Designing Fault-Tolerant Multi-Cluster Configuration Management with Temporal Workflow

Hello, I’m planning to use Temporal Workflow to design a workflow that maintains data consistency across Config Tables in different clusters.

My current architecture design is: Micro Frontend receives requests and forwards them to the Temporal Service, which starts a Workflow. The Workflow then calls each cluster’s CRUD API through Activities or ChildWorkflows.

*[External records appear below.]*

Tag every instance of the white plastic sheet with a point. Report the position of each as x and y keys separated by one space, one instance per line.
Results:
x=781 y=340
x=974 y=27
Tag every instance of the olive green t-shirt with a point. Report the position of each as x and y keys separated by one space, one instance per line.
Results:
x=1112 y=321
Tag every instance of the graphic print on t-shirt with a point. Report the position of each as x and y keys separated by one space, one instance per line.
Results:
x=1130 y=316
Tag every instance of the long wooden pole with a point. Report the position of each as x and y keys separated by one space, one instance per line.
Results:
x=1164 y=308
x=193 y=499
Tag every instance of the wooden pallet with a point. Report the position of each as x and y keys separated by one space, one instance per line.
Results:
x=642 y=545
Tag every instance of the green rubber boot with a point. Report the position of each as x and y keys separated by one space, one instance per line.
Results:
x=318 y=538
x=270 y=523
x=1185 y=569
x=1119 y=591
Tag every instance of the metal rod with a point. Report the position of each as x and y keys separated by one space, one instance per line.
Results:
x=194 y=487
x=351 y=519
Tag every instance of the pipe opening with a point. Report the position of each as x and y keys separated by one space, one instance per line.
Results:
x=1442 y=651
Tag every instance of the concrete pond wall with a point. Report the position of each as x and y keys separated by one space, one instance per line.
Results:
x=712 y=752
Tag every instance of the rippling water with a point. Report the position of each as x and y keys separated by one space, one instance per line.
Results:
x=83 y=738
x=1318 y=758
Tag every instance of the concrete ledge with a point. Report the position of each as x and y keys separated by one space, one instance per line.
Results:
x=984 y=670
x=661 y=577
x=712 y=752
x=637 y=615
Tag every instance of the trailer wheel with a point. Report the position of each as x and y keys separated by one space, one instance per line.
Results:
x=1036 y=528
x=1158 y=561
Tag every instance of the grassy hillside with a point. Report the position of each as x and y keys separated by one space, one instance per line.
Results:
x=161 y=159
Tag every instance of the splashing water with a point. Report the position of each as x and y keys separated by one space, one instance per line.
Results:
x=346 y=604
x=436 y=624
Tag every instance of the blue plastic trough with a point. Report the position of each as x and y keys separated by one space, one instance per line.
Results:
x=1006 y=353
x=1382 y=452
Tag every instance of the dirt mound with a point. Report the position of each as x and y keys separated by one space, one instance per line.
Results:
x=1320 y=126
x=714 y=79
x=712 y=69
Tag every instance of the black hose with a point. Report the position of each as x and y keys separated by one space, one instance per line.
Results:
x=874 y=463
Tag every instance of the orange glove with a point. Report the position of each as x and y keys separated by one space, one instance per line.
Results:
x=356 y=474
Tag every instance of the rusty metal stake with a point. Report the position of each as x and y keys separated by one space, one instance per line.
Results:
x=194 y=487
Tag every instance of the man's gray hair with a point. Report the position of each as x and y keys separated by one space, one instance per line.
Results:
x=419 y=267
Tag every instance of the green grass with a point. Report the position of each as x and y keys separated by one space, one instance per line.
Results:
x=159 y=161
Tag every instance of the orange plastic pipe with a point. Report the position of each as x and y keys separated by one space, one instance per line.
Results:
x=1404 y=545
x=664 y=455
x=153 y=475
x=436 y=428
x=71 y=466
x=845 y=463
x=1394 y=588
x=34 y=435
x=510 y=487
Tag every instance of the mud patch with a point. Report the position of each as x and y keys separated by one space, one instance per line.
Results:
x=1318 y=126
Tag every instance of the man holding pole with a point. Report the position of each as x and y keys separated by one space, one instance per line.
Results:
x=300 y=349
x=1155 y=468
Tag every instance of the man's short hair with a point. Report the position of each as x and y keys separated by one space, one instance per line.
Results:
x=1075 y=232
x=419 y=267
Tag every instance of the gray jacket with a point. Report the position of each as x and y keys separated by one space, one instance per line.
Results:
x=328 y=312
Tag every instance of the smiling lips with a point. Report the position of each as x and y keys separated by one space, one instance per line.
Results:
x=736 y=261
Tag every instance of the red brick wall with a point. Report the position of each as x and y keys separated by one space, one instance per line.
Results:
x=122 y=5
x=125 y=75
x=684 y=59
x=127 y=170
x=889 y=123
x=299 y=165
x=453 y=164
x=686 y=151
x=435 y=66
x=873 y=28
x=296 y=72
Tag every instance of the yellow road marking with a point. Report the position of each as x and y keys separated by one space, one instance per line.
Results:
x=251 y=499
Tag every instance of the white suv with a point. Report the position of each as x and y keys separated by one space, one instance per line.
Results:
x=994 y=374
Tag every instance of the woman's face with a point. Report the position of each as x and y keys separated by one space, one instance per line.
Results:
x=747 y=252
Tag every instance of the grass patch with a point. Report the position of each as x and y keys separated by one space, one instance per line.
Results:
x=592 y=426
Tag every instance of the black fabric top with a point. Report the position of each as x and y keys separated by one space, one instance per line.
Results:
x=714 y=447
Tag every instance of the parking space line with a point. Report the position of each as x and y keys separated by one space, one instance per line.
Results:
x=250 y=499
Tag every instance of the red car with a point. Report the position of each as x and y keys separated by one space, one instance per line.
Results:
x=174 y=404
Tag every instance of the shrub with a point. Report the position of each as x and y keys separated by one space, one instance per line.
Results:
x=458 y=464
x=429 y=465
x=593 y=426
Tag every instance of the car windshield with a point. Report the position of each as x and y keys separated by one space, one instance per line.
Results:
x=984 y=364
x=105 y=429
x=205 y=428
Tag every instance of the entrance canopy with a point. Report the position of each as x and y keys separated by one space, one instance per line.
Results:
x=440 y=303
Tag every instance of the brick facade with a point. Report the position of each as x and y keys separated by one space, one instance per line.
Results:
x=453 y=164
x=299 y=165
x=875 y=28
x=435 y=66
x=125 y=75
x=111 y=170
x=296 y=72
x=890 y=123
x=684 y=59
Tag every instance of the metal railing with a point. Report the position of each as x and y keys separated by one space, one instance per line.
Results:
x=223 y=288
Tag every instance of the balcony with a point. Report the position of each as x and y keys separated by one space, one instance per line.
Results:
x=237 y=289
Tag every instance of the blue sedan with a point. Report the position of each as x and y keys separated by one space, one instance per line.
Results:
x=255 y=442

Concept Path: Request → Micro Frontend → Temporal Service → Workflow → Call Different Cluster CRUD APIs

I have three considerations that I’d like to get architectural design advice on:

1. When one cluster crashes, how can we ensure it doesn’t affect other clusters continuing to receive CRUD API requests?
2. When a cluster comes back online, how can we sequentially re-execute the Workflows?
3. When adding a new cluster, how can we make the Temporal Service call the new cluster’s CRUD API without restarting the Temporal Service?

1. You can call CRUD APIs in parallel and keep retrying requests for the cluster that is down until it comes back.
2. You don’t need to reexecute anything if you keep retrying while it is down.
3. You can pass the list of clusters as workflow input (or have an activity that returns the list of clusters to update). Then executes the updates based on the list.